At the age of 38, Clare Crawley is about to become ABC’s oldest Bachelorette in the history of the franchise when she takes her place in May as the leading lady of Season 16.
It makes sense that ABC is skewing older this season given the emotional turmoil on current Bachelor Peter Weber’s season that many fans have attributed to the young age of his contestants. Historically, “The Bachelor” and “Bachelorette” generally cast women in their twenties and early thirties. Last season’s star, Hannah Brown of Season 15, was a whopping 14 years younger than Crawley, having been 24 at the time her season was filmed last spring. The oldest “Bachelorette” before Crawley was Rachel Lindsay, who was 32 during her time starring on Season 13.
However, those age guidelines have not historically applied to the men of the franchise, with past Bachelors having been as old as 40 — such was the case for Byron Velvick on Season 6. Brad Womack was 38 during his second stint as the Bachelor on Season 15, and Nick Viall was 35 when he starred as the Bachelor on Season 21.
And, of course, it’s worth mentioning that ABC just added another “Bachelor” spinoff to its growing repertoire — this time, for senior citizens over the age of 65.
The current season of “The Bachelor,” which stars 28-year-old Weber, has faced much criticism over how young the contestants are, with only a single person out of the whopping 30 women chosen to compete for Pilot Pete’s love topping the age of 30. Natasha Parker, who was 31 at the time of filming compared to Weber’s 28 years, made it to the top 6 before being sent home.
Crawley is no stranger to the “Bachelor” franchise, having first come in as runner-up on Juan Pablo’s controversial tenure as the 18th Bachelor in 2014. She later went on to appear in the first two seasons of “Bachelor in Paradise,” and eventually got engaged to Frenchman Benoît Beauséjour-Savard on “Bachelor: Winter Games,” though the pair later split before tying the knot.
The unprecedented choice to cast Crawley, an older woman in “Bachelorette” years, got mixed responses from fans on Twitter Monday, with some protesting that the Sacramento native and professional hairstylist is too old for the dating series and other defending ABC’s bold choice.
“Thank you, [executive producer Mike Fleiss], for listening to [Bachelor] nation!! No more 23 year olds with zero real life experience! @Clare_Crawley better have some great guys who are in their 30s!” wrote one Twitter user.
It’s a sentiment that has been echoed by “Bachelor” fans this season, with many complaining that Weber’s final three contestants– Hannah Ann, 23, Madison P., 23 and Victoria F., 26–might be too young to make a lifetime commitment like marriage. Weber’s season has also been filled with excessive drama and angst, which some also attribute to the age of the contestants.
Robert Mills, head of alternative programming at ABC, addressed the ages of this season’s contestants in an interview with Entertainment Tonight that foreshadows Monday’s new “Bachelorette” decision.
“I think it’s that we need to look at things going forward.
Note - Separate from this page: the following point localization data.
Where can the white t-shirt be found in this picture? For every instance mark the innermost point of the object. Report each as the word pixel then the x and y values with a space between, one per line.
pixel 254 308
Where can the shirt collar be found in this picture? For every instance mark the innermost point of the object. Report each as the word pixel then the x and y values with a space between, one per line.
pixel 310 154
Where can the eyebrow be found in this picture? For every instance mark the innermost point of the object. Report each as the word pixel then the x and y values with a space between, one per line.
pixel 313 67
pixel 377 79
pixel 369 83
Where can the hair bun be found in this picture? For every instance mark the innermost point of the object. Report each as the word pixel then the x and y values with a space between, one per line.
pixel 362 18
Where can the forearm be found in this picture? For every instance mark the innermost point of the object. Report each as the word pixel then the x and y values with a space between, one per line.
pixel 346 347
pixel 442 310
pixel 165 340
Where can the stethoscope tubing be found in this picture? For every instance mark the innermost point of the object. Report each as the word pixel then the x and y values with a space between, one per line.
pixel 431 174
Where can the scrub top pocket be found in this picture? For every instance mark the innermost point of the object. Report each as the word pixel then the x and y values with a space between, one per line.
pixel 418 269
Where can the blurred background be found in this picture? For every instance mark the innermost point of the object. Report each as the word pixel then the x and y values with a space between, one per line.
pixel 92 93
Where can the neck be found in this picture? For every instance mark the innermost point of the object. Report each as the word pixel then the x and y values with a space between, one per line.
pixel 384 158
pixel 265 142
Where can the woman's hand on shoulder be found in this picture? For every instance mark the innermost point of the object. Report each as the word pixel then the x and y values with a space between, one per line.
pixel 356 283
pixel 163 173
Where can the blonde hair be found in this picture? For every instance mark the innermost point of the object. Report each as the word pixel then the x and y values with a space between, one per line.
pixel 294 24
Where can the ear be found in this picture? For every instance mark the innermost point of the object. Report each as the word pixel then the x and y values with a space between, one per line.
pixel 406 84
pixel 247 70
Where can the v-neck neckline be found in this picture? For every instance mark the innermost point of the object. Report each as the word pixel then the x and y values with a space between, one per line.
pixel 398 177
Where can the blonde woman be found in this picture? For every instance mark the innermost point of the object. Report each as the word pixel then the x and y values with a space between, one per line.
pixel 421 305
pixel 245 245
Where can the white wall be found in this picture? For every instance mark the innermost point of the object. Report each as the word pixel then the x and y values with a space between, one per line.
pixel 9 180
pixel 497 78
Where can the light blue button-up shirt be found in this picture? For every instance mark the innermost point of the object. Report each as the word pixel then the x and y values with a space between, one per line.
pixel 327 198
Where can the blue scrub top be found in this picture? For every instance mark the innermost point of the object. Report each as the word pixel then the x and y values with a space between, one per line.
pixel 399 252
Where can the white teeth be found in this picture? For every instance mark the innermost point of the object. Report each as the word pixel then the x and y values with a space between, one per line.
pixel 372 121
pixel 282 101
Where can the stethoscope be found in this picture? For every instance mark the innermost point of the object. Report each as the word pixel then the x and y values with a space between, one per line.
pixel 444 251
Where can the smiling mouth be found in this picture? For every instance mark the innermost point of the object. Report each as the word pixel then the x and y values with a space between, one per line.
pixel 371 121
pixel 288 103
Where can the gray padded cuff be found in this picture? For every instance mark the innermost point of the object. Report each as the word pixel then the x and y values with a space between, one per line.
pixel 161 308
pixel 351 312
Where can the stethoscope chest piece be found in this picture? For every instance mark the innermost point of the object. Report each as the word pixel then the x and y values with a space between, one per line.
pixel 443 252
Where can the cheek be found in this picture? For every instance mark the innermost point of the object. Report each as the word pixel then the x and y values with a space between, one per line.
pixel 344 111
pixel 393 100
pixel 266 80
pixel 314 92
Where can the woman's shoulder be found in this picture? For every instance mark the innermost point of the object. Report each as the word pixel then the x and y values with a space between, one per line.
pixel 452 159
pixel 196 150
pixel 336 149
You see a lot of people talking about the age of contestants, I think that’s something we’d probably look at and say, ‘Does it need to be aged up? Are these girls ready?'” Mills said. “This is a show about hopefully finding a life mate, and that has happened on this show. I think just making sure everybody’s ready, and you can’t ignore the fact that, not even for the right reasons anymore, but are you there to be an influencer? Are you there for Peter? Looking at all that. They all, I think, are very sincere; I think the girls are actually great, but you look at everything and take that into account moving forward as we think about who the next Bachelorette is going to be.”